In WPGraphQL, when querying for posts, we can query pageInfo like so:

{
  posts {
    pageInfo {
      hasNextPage
      endCursor
    }
    edges {
      cursor
      nodes {
        id
        title
      }
    }
  }
}

In this case, the field pageInfo.hasNextPage will return true or false providing the client enough information to know if there is another page of Posts. If hasNextPage is true, the client may want to request additional resources.

A follow up request could be made, by passing the endCursor to the next query as the value of the “after” argument, like so:

{
  posts(first: 5, after: "endCursorFromPreviousRequestGoesHere") {
    pageInfo {
      hasNextPage
      endCursor
    }
    edges {
      cursor
      nodes {
        id
        title
      }
    }
  }
}

The above example demonstrates how a Schema designed following the Relay Specification addresses the “pagination” problem.

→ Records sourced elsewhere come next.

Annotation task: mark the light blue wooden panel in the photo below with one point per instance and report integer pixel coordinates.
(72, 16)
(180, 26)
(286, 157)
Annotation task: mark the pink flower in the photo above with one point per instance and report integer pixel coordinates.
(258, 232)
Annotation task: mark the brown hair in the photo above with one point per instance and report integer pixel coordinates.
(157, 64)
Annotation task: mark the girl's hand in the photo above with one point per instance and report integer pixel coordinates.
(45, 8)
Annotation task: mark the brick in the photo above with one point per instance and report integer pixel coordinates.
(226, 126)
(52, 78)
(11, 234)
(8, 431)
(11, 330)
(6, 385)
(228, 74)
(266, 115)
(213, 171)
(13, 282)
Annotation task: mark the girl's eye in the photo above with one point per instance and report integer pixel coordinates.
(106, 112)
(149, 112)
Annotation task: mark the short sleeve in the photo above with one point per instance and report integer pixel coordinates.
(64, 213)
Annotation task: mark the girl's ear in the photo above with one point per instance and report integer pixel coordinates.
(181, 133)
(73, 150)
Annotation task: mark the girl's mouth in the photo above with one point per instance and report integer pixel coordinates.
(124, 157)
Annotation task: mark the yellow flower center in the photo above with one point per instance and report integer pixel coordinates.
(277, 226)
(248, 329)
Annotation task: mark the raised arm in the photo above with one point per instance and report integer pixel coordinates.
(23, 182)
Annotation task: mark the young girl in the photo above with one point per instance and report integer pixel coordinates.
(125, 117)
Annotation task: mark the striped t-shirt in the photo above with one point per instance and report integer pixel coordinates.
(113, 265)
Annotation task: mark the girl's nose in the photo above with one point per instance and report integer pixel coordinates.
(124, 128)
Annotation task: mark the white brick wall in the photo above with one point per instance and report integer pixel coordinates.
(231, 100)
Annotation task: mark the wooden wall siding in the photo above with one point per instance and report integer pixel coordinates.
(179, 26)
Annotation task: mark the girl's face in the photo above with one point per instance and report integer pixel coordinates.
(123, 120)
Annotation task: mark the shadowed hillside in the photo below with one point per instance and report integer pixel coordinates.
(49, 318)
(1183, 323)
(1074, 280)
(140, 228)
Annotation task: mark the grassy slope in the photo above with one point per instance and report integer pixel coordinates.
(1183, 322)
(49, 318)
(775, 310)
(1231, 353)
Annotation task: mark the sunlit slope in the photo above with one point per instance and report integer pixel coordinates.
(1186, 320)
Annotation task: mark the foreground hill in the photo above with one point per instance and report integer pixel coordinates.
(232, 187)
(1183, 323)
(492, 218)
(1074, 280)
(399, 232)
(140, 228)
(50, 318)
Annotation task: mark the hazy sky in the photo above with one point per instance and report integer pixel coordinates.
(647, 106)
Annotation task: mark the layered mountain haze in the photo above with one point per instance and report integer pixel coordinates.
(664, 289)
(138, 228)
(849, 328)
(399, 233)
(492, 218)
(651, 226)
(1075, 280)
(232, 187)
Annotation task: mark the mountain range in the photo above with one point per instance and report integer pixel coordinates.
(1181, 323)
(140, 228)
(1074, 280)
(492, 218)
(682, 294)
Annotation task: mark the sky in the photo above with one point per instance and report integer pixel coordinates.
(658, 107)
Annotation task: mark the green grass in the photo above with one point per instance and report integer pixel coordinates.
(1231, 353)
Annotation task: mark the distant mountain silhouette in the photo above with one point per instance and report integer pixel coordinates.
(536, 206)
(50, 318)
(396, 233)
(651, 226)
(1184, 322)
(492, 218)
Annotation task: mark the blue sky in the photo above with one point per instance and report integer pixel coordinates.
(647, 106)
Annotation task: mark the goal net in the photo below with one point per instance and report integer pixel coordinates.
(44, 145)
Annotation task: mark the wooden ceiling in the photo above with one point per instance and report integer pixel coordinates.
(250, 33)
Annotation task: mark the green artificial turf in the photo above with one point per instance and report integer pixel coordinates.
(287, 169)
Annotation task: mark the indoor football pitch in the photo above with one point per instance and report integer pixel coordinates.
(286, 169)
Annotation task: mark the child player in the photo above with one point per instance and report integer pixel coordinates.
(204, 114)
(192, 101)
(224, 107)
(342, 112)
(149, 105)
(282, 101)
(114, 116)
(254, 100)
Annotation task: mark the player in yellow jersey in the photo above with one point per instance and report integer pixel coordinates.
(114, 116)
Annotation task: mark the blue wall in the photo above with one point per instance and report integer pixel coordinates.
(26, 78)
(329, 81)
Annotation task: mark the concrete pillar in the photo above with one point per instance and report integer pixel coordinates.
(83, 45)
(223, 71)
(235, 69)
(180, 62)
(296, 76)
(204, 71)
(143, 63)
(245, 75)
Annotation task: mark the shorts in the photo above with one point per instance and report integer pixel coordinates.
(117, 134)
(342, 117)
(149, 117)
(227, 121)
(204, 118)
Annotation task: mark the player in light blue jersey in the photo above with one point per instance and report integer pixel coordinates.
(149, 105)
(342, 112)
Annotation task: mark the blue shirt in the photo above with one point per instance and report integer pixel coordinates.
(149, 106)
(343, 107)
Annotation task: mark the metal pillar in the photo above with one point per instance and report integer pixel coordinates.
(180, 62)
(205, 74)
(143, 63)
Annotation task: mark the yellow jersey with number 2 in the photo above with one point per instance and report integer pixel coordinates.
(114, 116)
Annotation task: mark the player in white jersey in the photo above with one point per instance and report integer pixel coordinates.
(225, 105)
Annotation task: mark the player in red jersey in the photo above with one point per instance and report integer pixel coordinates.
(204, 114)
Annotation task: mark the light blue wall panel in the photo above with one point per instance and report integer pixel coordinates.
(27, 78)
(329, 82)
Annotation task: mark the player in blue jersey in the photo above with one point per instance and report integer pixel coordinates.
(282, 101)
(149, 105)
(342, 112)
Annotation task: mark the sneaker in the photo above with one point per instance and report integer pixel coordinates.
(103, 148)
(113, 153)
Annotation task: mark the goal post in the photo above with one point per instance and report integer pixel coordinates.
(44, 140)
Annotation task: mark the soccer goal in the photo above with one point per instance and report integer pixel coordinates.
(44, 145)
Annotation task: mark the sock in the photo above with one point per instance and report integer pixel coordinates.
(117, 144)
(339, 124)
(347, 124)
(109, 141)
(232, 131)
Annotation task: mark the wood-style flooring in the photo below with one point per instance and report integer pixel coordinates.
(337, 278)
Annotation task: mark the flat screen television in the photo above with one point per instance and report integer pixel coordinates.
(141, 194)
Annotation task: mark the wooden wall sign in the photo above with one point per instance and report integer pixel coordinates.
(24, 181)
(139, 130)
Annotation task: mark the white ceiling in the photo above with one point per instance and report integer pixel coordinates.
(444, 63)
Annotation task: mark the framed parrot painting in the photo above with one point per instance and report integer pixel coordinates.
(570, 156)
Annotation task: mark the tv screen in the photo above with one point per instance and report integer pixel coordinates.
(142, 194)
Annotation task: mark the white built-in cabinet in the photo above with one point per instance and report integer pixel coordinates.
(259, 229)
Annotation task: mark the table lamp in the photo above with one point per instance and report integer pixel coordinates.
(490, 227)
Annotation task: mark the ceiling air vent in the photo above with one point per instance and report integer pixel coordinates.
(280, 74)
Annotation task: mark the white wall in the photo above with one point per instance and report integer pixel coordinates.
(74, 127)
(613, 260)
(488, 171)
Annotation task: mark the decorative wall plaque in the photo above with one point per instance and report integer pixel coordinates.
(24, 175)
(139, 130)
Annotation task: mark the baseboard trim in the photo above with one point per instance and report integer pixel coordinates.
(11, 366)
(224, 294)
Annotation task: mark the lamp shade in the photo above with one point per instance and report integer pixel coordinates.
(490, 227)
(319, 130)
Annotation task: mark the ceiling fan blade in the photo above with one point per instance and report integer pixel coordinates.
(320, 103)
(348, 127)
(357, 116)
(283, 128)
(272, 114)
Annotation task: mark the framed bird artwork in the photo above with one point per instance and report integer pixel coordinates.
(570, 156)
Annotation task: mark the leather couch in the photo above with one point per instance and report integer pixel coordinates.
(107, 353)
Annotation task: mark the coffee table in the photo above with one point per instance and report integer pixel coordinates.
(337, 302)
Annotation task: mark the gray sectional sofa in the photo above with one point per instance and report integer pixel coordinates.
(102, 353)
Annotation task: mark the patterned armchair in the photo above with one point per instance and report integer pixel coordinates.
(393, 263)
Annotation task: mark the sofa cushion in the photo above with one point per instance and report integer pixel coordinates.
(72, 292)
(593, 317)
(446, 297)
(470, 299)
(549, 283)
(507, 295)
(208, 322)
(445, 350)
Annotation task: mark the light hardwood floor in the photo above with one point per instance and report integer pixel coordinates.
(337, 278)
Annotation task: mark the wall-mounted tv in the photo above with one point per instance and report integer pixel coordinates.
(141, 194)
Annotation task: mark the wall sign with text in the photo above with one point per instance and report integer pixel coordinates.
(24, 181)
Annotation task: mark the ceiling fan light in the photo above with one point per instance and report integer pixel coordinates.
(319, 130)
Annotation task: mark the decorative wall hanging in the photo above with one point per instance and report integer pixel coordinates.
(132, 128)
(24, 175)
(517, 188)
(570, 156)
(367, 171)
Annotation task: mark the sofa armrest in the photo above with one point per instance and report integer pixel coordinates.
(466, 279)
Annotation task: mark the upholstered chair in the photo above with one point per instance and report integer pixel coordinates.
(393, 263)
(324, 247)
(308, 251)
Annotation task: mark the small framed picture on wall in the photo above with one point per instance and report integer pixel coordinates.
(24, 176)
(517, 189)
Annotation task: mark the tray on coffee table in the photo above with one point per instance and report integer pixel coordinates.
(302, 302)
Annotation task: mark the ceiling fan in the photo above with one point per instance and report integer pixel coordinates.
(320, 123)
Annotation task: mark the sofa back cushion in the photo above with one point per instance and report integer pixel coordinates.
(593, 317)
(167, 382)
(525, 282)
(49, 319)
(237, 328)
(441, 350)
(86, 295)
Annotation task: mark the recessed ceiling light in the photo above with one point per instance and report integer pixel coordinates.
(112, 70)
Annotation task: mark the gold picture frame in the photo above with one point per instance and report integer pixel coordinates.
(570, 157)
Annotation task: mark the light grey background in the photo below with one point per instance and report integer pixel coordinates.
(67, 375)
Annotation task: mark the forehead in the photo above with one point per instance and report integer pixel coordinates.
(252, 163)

If we look closely, we can also see that this addresses the other problems.

Naming Conventions

It provides agnostic, consistently named fields for paginating any type of Data. We can now use the same pageInfo fields (hasNextPage, endCursor) and the same arguments (first, after) for pagination of Posts, Pages, Tags, Categories, Users, Comments, and even data that’s not traditionally easy to paginate in WordPress, such as Themes and Plugins!

Contextual (edge) Data

Because the shape of the queries consist of edges and nodes, we can query contextual data that is not a property of the node (resource) itself, but just contextual to the connection it belongs to.

In the above examples, the field cursor is selected on the edges. The cursor is a contextual pointer to where in the specific connection a node exists. It’s not a property of the node itself, but a property of the node within the specific connection being queried.

Connections? and Edges? and Nodes? Yes Please!!!!

We hope the above explanations clarify why WPGraphQL is built with the Relay specification in mind. Now, go forth and GraphQL!